What’s worse is that this wasn’t an isolated incident. Time and again, we’ve encountered campaigns by nation states and ransomware groups targeting telecommunication backbones, manufacturing facilities, data centers, satellite communications, and financial and even healthcare infrastructure. These are not hypothetical risks—they are happening right now and are global, with real consequences for businesses, governments, and individuals.
It’s no longer about malware on someone’s personal laptop or smartphone. The battleground has shifted to the infrastructure that powers entire economies, healthcare systems, and communication networks. Nation-states and ransomware groups are exploiting these vulnerabilities not just to steal data but to establish long-term persistent control over critical systems.
At Eclypsium, we’re committed to creating a robust approach to supply chain security. Vendors can validate the safety of their products, while enterprises gain confidence that the components they rely on are legitimate, untampered and secure.
Securing GenAI Infrastructure
As someone who’s spent years in the evolving landscape of cybersecurity, I can’t help but feel a sense of urgency as we step into the age of GenAI. We live in a time when Wintermute is about to merge with Neuromancer. These technologies are revolutionizing how we work, learn, and innovate, but they’re also becoming prime targets for attackers.
A stark reminder last year was when critical vulnerabilities were discovered in NVIDIA’s DGX compute hardware—an essential piece of AI infrastructure. The implications are attackers could gain full control over systems running sensitive AI models, putting invaluable data and innovations at risk. It underscored a harsh reality: the infrastructure we’re building to power the next generation of AI is incredibly powerful—but also dangerously exposed.

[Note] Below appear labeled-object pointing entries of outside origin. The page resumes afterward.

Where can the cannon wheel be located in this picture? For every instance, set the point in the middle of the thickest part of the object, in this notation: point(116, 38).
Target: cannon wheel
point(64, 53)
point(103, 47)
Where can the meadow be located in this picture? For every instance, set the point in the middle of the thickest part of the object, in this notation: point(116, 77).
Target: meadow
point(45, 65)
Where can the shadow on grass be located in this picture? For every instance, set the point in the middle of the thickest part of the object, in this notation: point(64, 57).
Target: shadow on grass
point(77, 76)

But we don’t have to repeat the mistakes of the past. This is our chance to get it right. If we embed security into the foundation of GenAI infrastructure now, we can avoid the pitfalls that plagued previous generations of technology. At Eclypsium, we’re working to make this vision a reality. With our new investment, we are accelerating our mission to help organizations inventory and verify every piece of their GenAI stack—from NVIDIA GPUs and DGX firmware to AI-specific CPUs and networking hardware. Our goal is to provide an independent, reliable way to ensure these components are secure, authentic, and uncompromised.
When I think about the future of GenAI, I see endless potential. But that potential can only be realized if we build a foundation of trust and security. Together, we can ensure the infrastructure behind AI is something we can depend on—not just today, but for years to come.
A Shared Responsibility
For me, the urgency is personal. These attacks highlight how fragile our technological foundations have become. As someone deeply invested in securing supply chains and infrastructure, I can’t ignore the scale of these threats or the growing audacity of the actors behind them.

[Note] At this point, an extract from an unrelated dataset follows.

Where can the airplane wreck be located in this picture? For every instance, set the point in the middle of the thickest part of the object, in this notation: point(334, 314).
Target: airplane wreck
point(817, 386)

We’re living in an era where the stakes couldn’t be higher. The systems we rely on daily—cloud services, telecommunication backbones, AI infrastructure—are under siege. The question is no longer if an attacker will find a way in but how prepared we are to detect, respond, and rebuild when they do.
This is why I believe so strongly in the work we’re doing at Eclypsium. Protecting infrastructure at this level requires deep visibility, collaboration, and an unwavering commitment to trust and security. Together, we can build a safer, more resilient future—this is our opportunity to create a world where technology empowers us without compromising our security. This is our mission.